I also tried to use a helper column in all files and merge, but the second data file gets add on the right instead of getting added after the last row.

Xclipse · July 3, 2024, 3:04am

Hi @paruanil, it sounds like you’re facing limitations with Excel row limits and looking for a way to efficiently manage and append large datasets in Amazon QuickSight.

Here’s a detailed approach to address this issue:

Approach: Converting Excel Files to CSV and Using S3 with Amazon Athena

Step 1: Convert Excel Files to CSV

Convert Each Excel File to CSV:

Open each Excel file and save it as a CSV file. This can be done manually or via a script if you have many files.

Step 2: Upload CSV Files to S3

Create an S3 Bucket:

Create an S3 bucket (if you don’t have one already) to store your CSV files.

Upload CSV Files:

Upload all the converted CSV files to the S3 bucket. You can organize them in folders if needed.

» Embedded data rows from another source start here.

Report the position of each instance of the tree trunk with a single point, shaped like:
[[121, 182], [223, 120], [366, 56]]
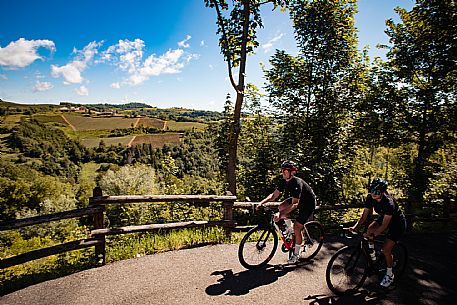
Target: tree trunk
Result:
[[236, 127]]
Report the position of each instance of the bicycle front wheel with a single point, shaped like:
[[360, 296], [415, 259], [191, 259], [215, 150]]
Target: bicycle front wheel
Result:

Step 3: Create an Athena Table

Configure AWS Athena:

Go to the AWS Athena console.
Create a new database if you don’t have one.

Create an Athena Table for CSV Files:

Write a DDL statement to create a table in Athena that reads from the S3 bucket. Here’s an example:

Pseudocode (Syntax may vary)

CREATE EXTERNAL TABLE IF NOT EXISTS my_dataset (
    column1 STRING,
    column2 STRING,
    column3 STRING,
    ...
)
ROW FORMAT SERDE 'org.apache.hadoop.hive.serde2.lazy.LazySimpleSerDe'
WITH SERDEPROPERTIES (
    'serialization.format' = ',',
    'field.delim' = ','
)
LOCATION 's3://your-bucket/path-to-csv-files/'
TBLPROPERTIES ('has_encrypted_data'='false');

Adjust the column definitions to match your data schema.

Partitioning (Optional):

If your data is large and you want to improve query performance, consider partitioning the Athena table by a logical key, such as date.

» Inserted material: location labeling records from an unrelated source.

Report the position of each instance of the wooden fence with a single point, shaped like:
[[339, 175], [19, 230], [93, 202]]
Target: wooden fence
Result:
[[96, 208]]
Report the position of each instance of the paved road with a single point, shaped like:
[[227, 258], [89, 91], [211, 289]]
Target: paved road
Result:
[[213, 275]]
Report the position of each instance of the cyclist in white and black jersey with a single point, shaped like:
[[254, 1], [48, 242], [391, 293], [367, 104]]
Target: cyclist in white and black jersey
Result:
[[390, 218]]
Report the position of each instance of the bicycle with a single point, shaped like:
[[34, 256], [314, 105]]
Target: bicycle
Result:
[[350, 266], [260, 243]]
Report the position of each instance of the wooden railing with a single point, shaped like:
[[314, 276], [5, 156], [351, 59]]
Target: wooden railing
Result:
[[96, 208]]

Step 4: Use Athena Table in QuickSight

Connect QuickSight to Athena:

In QuickSight, create a new dataset.
Choose Athena as the data source and select the database and table you created.

SPICE (Optional):

If you’re using SPICE for faster performance, remember to refresh SPICE after updating the data in S3.
Amazon QuickSight launches SPICE Incremental Refresh

Benefits of This Approach

Scalability: You can manage and query large datasets without hitting row limits.
Automation: New data added to the S3 bucket will be immediately available in Athena and subsequently in QuickSight (with SPICE refresh if used).
Flexibility: You can append data easily by simply uploading new CSV files to the S3 bucket.

Alternative Simple Approach

If you prefer a simpler method and don’t need the scalability of Athena, you can directly append CSV files:

Combine CSV Files Locally:

Use a script to combine your CSV files locally into a single large CSV file.

Upload to QuickSight:

Upload this combined CSV file directly to QuickSight.

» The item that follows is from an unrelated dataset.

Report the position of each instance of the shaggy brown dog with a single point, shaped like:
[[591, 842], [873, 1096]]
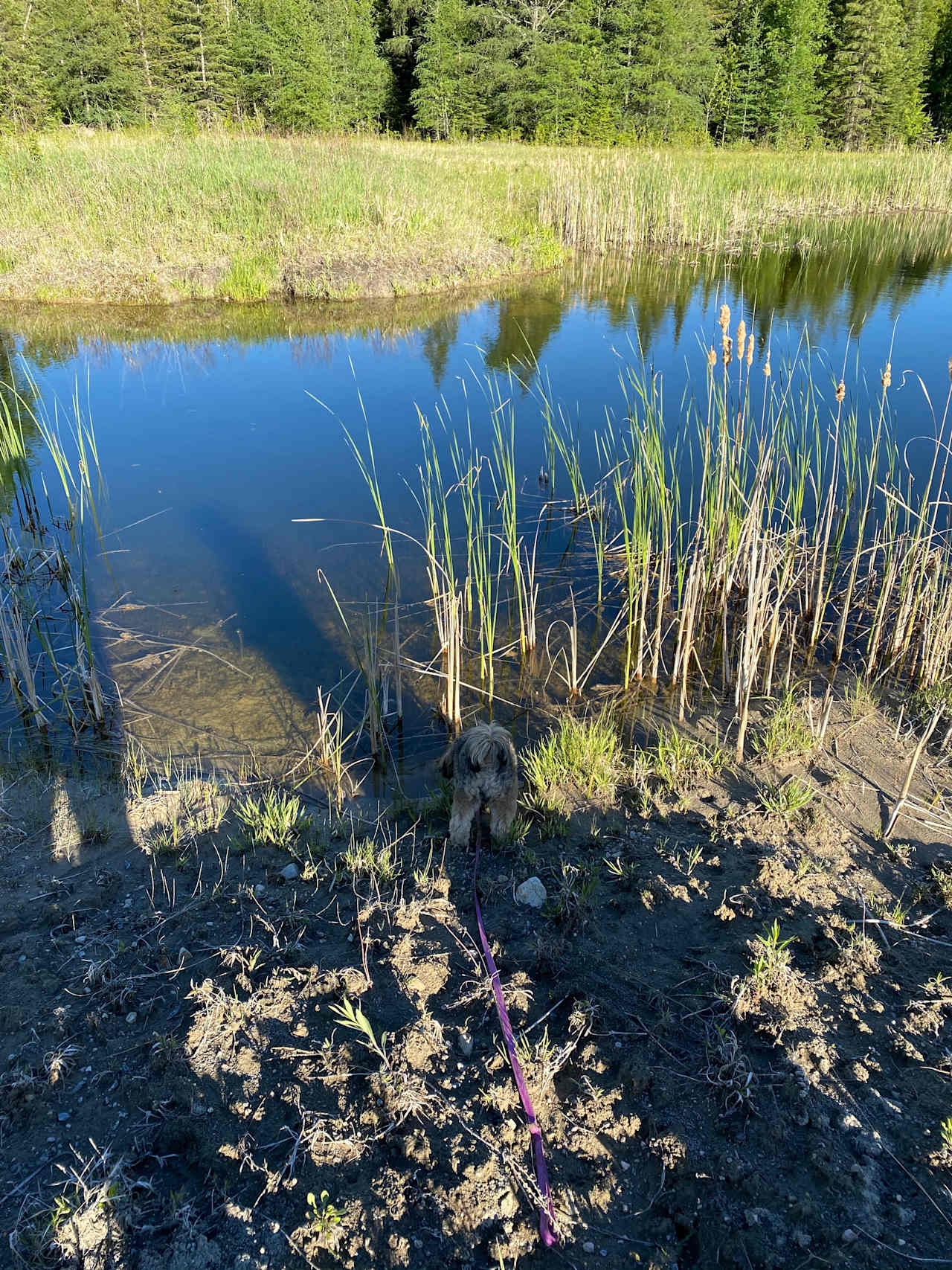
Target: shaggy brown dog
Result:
[[481, 765]]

Example Script to Combine CSV Files (Python)

Pseudocode (Syntax may vary)

import pandas as pd
import glob

# Get list of CSV files
csv_files = glob.glob('path/to/csv/files/*.csv')

# Combine all files in the list
combined_csv = pd.concat([pd.read_csv(f) for f in csv_files])

# Export to a single CSV file
combined_csv.to_csv('path/to/output/combined.csv', index=False)

By following these approaches, you can efficiently manage large datasets and ensure smooth operation within Amazon QuickSight.

Did this solution work for you? I am marking this reply as, “Solution,” but let us know if this is not resolved. Thanks for posting your questions on the QuickSight Community!

paruanil · July 3, 2024, 5:54am

Hi,
I’m sort of new to all this, how do I check if have access to S3, Athena etc? Where do I start on them?